Shunting of CSF is one of the most commonly performed operations in the pediatric neurosurgeon's repertoire. The 1st decade after initial shunt insertion has been addressed in several previous reports. The goals of the authors' study, therefore, were to determine 20-year outcomes in young adults with childhood hydrocephalus and to assess their health-related quality of life (HRQOL).
Patients younger than 15 years of age, in whom a first-time shunt insertion was performed for hydrocephalus in the calendar years 1985-1988, were included in a retrospective study on surgical morbidity, mortality rates, academic achievement, and/or work participation. Information concerning perceived health and functional status was assessed using the 36-Item Short Form Health Survey (SF-36) and Barthel Index, which were completed by patients still alive by September 1, 2009.

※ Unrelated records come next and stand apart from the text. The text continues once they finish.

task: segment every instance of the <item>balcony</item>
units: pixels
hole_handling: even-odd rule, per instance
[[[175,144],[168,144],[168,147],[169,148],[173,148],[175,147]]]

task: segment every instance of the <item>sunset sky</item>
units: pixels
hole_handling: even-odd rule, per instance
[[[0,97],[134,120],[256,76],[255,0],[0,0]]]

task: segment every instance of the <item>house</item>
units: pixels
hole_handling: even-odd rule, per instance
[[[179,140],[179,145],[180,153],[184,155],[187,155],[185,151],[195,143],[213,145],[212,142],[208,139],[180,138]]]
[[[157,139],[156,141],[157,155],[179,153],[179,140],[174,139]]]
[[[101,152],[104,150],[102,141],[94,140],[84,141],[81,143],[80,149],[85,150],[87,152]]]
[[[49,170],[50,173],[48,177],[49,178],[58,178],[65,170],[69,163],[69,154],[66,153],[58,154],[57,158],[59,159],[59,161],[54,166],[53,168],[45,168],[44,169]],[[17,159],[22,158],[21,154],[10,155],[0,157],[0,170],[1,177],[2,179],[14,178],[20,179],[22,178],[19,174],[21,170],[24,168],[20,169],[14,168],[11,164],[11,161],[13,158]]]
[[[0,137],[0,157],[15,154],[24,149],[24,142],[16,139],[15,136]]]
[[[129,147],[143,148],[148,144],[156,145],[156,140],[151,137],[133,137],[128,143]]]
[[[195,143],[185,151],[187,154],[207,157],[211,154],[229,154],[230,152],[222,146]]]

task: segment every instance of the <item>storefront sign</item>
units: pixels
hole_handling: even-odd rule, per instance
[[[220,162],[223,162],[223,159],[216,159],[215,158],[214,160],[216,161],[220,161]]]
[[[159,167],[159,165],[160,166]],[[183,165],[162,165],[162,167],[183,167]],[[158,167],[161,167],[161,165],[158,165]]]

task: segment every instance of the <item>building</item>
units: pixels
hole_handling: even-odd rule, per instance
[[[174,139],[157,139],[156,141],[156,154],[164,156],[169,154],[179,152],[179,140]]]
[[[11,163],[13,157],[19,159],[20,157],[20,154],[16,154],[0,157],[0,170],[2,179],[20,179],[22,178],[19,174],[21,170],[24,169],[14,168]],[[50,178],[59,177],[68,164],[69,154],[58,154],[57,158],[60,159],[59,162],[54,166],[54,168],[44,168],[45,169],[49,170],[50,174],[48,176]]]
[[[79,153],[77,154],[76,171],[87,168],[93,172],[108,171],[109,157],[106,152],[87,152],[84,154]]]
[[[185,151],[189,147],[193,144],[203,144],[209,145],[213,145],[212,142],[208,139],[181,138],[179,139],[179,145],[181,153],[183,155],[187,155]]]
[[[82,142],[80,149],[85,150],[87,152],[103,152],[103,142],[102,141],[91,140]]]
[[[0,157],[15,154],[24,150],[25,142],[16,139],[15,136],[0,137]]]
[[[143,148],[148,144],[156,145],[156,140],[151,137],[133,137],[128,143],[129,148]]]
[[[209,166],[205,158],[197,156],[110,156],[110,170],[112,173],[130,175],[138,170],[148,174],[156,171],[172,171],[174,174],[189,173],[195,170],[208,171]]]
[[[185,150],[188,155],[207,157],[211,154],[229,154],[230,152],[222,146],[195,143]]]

Overall, 138 patients participated, no patient being lost to follow-up. For the 20-year period, the overall mortality rate was 21.7%. The mortality rate was not significantly higher in the 1st decade after initial shunt insertion than in the 2nd decade (p = 0.10). Ten percent of the patients surviving still live with their primary shunt in place, whereas 81% required at least one revision, and among these individual the mean number of revisions was 4.2 (median 3, range 0-26). There was a significantly higher revision rate during the 1st decade after initial shunt insertion compared with the 2nd decade (p = 0.027). The majority of patients live lives comparable with those of their peers. At follow-up, 56% were employed in open-market jobs or were still students, 23% had sheltered employment, and 21% were unemployed. The HRQOL was slightly lower in the hydrocephalic cohort than in the normative population. A significant difference was found in 2 of 8 SF-36 domains-Physical Functioning and General Health.
During the 20-year follow-up period, 81% of the patients required at least one revision of the CSF shunt. The mortality rate was high: 24 patients died in the 1st decade and 6 died in the 2nd decade after implantation of the initial shunt. In total, 4 deaths (2.9%) were due to shunt failure. Shunt placement to treat childhood hydrocephalus has a substantial effect on social functioning in later life, although perceived health was positively found to be better than expected in young adults with hydrocephalus.